Читаем MiG Pilot: the Final Escape of Lt. Belenko полностью

The fighter base, he judged, artfully combined the authentically representative with the seductively phony embroidered to impress selected visitors like him. He was invited to inspect the fighters, F-4s, F-106s, and then one of the two he had been taught most to dread, the F-15. «Go ahead, sit in the cockpit,» Gregg said. «But if you fly away with one of these, they'll have my ass.» No question: the fighters were real enough, just as they had been described in the Soviet Union. Some attributes did surprise him. The electronic, fire control, armament, navigational, and certain other systems were much more sophisticated than he had been told, and the exterior surfaces of all the U.S. planes were smoother than those of the MiG-25. Essentially, though, they were what he expected: marvelous machines, but known machines.

The clubs for enlisted personnel, noncommissioned officers, and officers, with their various rooms for dining, dancing, drinking, reading, pool, Ping-Pong, cards, and chess; the athletic fields, gymnasiums, swimming pools, tennis courts; the theater — they might be real.

«How can you afford to spend so much on people rather than weapons?»

«How can we afford not to?» responded the fighter-base commander, a colonel, who was escorting them. «The best weapons in the world are no good unless you have people willing and able to man them.»

That's right, absolutely right. That's what I was trying to tell the Party.

The base commander told Belenko that the Air Force wished to give him an American flight suit as a memento of the visit. Never had he admired any apparel so much. Although made of synthetics, it was silken and flexible in feel, light, yet warm. «You make a fine-looking American pilot,» Gregg said, as Belenko looked at himself in the dark green suit before a mirror.

«Let me show you something,» said an officer, who flicked a cigarette lighter and touched the flame to the flight suit.

«Don't do that!» shouted Belenko, shoving the officer away.

«No, just trust me. It's fireproof. If it burns, we'll give you a new one.» The officer held the flame to a sleeve, and Belenko saw that the suit was, indeed, impervious to fire.

Belenko then asked to meet a typical sergeant, whom he questioned about his work and standard of living. Believing none of the straightforward answers, Belenko announced he would like to visit the sergeant's quarters. Easy enough, said the commander. He lives only a few blocks away. Come on, we'll go in my car. Obviously, this was a put-on. Can you imagine a colonel actually driving people around, including one of his own sergeants, like a common chauffeur?

The sergeant lived on base in a two-story stucco house with a screened front porch, small yard, and attached garage. Belenko asked how a sergeant could have such a large house, and the commander told him the size of the house allotted depended on the size of the family to occupy it. Oh, that's absurd.

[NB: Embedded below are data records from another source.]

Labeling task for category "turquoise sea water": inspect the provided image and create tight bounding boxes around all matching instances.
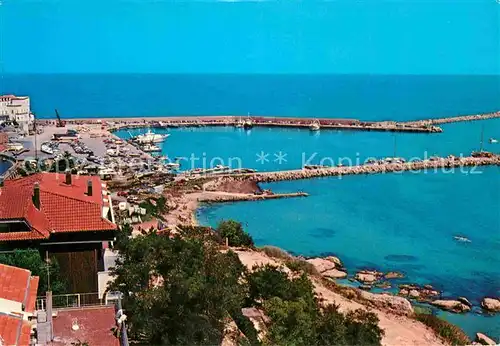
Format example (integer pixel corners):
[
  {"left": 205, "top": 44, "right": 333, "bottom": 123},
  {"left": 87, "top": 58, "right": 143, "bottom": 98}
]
[
  {"left": 0, "top": 74, "right": 500, "bottom": 337},
  {"left": 117, "top": 119, "right": 500, "bottom": 337},
  {"left": 116, "top": 119, "right": 500, "bottom": 171},
  {"left": 0, "top": 74, "right": 500, "bottom": 120}
]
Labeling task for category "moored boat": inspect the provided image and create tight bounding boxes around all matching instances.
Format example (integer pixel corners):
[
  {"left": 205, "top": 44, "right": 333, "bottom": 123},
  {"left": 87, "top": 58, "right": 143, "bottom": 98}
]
[
  {"left": 309, "top": 120, "right": 321, "bottom": 131},
  {"left": 133, "top": 130, "right": 170, "bottom": 143}
]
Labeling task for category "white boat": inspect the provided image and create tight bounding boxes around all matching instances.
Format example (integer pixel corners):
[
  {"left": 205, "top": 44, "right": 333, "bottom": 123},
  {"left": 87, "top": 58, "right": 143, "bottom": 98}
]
[
  {"left": 99, "top": 166, "right": 117, "bottom": 179},
  {"left": 243, "top": 117, "right": 253, "bottom": 129},
  {"left": 142, "top": 144, "right": 161, "bottom": 153},
  {"left": 453, "top": 235, "right": 471, "bottom": 243},
  {"left": 309, "top": 120, "right": 321, "bottom": 131},
  {"left": 234, "top": 118, "right": 245, "bottom": 128},
  {"left": 165, "top": 162, "right": 181, "bottom": 169},
  {"left": 134, "top": 130, "right": 170, "bottom": 143},
  {"left": 40, "top": 143, "right": 54, "bottom": 155}
]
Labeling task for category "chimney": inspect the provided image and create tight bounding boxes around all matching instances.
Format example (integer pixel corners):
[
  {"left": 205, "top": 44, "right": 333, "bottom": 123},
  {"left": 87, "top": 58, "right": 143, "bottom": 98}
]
[
  {"left": 32, "top": 182, "right": 40, "bottom": 210},
  {"left": 45, "top": 291, "right": 54, "bottom": 341},
  {"left": 66, "top": 169, "right": 71, "bottom": 185},
  {"left": 87, "top": 179, "right": 92, "bottom": 196}
]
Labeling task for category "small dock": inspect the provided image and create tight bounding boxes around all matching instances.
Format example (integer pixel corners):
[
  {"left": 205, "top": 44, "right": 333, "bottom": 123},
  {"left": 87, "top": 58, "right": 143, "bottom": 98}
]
[
  {"left": 198, "top": 191, "right": 309, "bottom": 203},
  {"left": 102, "top": 116, "right": 442, "bottom": 133},
  {"left": 225, "top": 155, "right": 500, "bottom": 183}
]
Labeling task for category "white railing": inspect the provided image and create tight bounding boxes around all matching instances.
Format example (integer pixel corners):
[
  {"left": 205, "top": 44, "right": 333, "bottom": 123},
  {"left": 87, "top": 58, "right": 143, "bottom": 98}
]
[{"left": 36, "top": 292, "right": 112, "bottom": 311}]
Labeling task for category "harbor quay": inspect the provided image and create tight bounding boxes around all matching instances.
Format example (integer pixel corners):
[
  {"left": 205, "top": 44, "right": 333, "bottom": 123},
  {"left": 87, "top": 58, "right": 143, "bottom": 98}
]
[
  {"left": 37, "top": 111, "right": 500, "bottom": 133},
  {"left": 217, "top": 153, "right": 500, "bottom": 183}
]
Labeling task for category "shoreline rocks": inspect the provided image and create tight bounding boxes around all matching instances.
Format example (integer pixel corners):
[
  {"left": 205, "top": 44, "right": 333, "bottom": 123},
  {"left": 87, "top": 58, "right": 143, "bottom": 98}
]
[
  {"left": 306, "top": 256, "right": 347, "bottom": 279},
  {"left": 431, "top": 299, "right": 471, "bottom": 313},
  {"left": 398, "top": 284, "right": 440, "bottom": 301},
  {"left": 481, "top": 297, "right": 500, "bottom": 312},
  {"left": 384, "top": 272, "right": 405, "bottom": 280},
  {"left": 354, "top": 270, "right": 384, "bottom": 285},
  {"left": 476, "top": 333, "right": 497, "bottom": 345},
  {"left": 321, "top": 268, "right": 347, "bottom": 279},
  {"left": 361, "top": 291, "right": 414, "bottom": 315}
]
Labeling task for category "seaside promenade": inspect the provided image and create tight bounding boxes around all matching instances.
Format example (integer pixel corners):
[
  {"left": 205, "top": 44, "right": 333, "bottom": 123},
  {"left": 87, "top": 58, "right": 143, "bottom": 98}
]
[
  {"left": 43, "top": 111, "right": 500, "bottom": 133},
  {"left": 215, "top": 155, "right": 500, "bottom": 183}
]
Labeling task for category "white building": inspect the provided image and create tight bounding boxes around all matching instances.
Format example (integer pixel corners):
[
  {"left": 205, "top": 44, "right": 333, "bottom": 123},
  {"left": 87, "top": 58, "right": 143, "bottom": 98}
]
[{"left": 0, "top": 95, "right": 33, "bottom": 131}]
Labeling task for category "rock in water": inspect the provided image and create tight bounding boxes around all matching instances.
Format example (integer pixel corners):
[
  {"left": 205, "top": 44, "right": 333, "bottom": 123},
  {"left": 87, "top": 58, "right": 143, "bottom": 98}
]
[
  {"left": 384, "top": 272, "right": 405, "bottom": 279},
  {"left": 431, "top": 299, "right": 470, "bottom": 313},
  {"left": 457, "top": 297, "right": 472, "bottom": 307},
  {"left": 361, "top": 291, "right": 414, "bottom": 315},
  {"left": 408, "top": 290, "right": 420, "bottom": 298},
  {"left": 321, "top": 268, "right": 347, "bottom": 279},
  {"left": 325, "top": 256, "right": 343, "bottom": 267},
  {"left": 476, "top": 333, "right": 497, "bottom": 345},
  {"left": 307, "top": 258, "right": 335, "bottom": 273},
  {"left": 356, "top": 272, "right": 378, "bottom": 284},
  {"left": 481, "top": 298, "right": 500, "bottom": 312}
]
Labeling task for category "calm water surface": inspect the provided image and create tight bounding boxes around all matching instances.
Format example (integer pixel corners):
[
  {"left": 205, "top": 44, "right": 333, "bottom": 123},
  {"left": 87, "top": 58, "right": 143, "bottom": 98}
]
[{"left": 118, "top": 119, "right": 500, "bottom": 337}]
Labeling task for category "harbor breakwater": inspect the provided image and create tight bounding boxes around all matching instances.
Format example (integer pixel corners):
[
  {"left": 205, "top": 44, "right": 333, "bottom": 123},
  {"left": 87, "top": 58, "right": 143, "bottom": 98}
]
[
  {"left": 406, "top": 111, "right": 500, "bottom": 126},
  {"left": 43, "top": 111, "right": 500, "bottom": 133},
  {"left": 233, "top": 155, "right": 500, "bottom": 183}
]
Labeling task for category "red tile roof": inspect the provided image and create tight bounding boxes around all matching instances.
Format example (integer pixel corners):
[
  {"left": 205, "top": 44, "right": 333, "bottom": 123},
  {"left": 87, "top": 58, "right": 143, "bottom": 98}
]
[
  {"left": 0, "top": 172, "right": 116, "bottom": 241},
  {"left": 0, "top": 264, "right": 39, "bottom": 346},
  {"left": 0, "top": 264, "right": 30, "bottom": 304},
  {"left": 52, "top": 306, "right": 120, "bottom": 346}
]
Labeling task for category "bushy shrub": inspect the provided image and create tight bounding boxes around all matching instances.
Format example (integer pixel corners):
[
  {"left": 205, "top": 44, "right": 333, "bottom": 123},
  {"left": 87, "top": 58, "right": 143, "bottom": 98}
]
[
  {"left": 415, "top": 313, "right": 471, "bottom": 345},
  {"left": 260, "top": 245, "right": 292, "bottom": 260},
  {"left": 217, "top": 220, "right": 254, "bottom": 247}
]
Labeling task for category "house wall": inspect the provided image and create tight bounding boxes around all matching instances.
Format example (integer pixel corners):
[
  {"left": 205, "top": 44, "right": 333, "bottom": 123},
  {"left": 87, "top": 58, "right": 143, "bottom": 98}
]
[{"left": 49, "top": 249, "right": 102, "bottom": 293}]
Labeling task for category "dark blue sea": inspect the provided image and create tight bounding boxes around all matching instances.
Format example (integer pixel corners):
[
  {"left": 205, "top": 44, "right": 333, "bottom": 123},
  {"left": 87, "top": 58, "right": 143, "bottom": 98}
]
[
  {"left": 0, "top": 74, "right": 500, "bottom": 120},
  {"left": 0, "top": 74, "right": 500, "bottom": 338}
]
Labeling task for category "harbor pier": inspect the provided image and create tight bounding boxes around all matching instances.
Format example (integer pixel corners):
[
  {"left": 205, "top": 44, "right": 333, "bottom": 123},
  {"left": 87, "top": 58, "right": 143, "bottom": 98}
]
[{"left": 223, "top": 155, "right": 500, "bottom": 183}]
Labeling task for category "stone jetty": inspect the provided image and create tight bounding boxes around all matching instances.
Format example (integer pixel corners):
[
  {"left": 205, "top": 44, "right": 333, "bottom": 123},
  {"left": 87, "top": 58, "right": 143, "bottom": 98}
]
[
  {"left": 198, "top": 191, "right": 309, "bottom": 203},
  {"left": 405, "top": 111, "right": 500, "bottom": 126},
  {"left": 247, "top": 155, "right": 500, "bottom": 183}
]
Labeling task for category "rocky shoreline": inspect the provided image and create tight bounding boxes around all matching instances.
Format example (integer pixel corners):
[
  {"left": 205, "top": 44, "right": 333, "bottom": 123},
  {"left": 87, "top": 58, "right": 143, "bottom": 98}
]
[
  {"left": 250, "top": 155, "right": 500, "bottom": 183},
  {"left": 306, "top": 256, "right": 500, "bottom": 313}
]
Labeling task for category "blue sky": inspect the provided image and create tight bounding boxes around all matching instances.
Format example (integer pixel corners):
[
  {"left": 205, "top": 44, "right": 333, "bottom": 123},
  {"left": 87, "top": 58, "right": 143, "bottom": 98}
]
[{"left": 0, "top": 0, "right": 500, "bottom": 74}]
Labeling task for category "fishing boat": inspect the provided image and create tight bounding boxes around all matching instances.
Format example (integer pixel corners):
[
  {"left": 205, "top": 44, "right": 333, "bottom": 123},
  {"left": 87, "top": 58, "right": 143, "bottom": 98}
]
[
  {"left": 453, "top": 235, "right": 472, "bottom": 243},
  {"left": 309, "top": 120, "right": 321, "bottom": 131},
  {"left": 243, "top": 117, "right": 253, "bottom": 129},
  {"left": 40, "top": 142, "right": 54, "bottom": 155},
  {"left": 142, "top": 144, "right": 161, "bottom": 153},
  {"left": 165, "top": 162, "right": 181, "bottom": 169},
  {"left": 134, "top": 130, "right": 170, "bottom": 143},
  {"left": 234, "top": 118, "right": 245, "bottom": 128}
]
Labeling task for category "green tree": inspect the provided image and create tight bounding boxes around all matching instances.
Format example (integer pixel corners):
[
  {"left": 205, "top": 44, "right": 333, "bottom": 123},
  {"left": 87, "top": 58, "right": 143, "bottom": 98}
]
[
  {"left": 247, "top": 264, "right": 317, "bottom": 306},
  {"left": 264, "top": 297, "right": 317, "bottom": 346},
  {"left": 111, "top": 228, "right": 246, "bottom": 345},
  {"left": 0, "top": 249, "right": 67, "bottom": 296},
  {"left": 217, "top": 220, "right": 254, "bottom": 247},
  {"left": 247, "top": 265, "right": 383, "bottom": 346}
]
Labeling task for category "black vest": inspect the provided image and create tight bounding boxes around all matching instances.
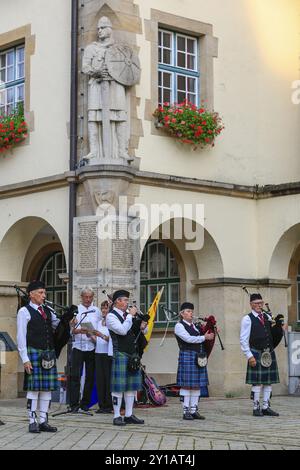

And look at that car [a 1976 Impala]! They want me to think a sergeant owns a car like that. Why, it's better than the colonel's car.

Upon looking at a major's house, which was nicer but not that much nicer, Belenko gave up. I've seen the show. Why put them to more trouble?

That evening some officers took Belenko and Gregg to a good dinner at a civilian restaurant near the base. Belenko felt that the conversation, pilots talking to pilots, was genuine and stimulating. But when the host attempted to pay the check, the whole scheme was exposed to him. The proprietor, a Greek immigrant, refused to take money, and the meal cost well over $100. Gregg translated. «He says he owes this country more than he can ever repay, but as a token repayment he is giving us dinner. I think he's guessed or someone has told him who you are.»

Sometimes, though, Belenko saw significance in the mundane, and some of his observations began to engender doubts about his doubts. On successive Sundays, Peter took him to the zoo in Washington's Rock Creek Park and the King's Dominion Amusement Park north of Richmond. The zoo, situated in lovely woods, maintains a large collection of exotic animals. The amusement park is a wholesome place offering many ingenious rides and delights for children and teenagers. Yet at both the zoo and park he was most impressed by the people.

Most, in his opinion, were from the «working class.» Try as he would, he could not honestly discern in their appearance or behavior any manifestations of the fear, anxiety, or privation which he from childhood on had been assured prevailed among the majority of Americans. Families and couples strolled about as if, for the moment anyway, they were carefree and having a good time. Among them were many black people. They were dressed just as well as the white people, were equally attentive to their children, and, so far as he could tell, seemed to have no qualms about mingling with the white people.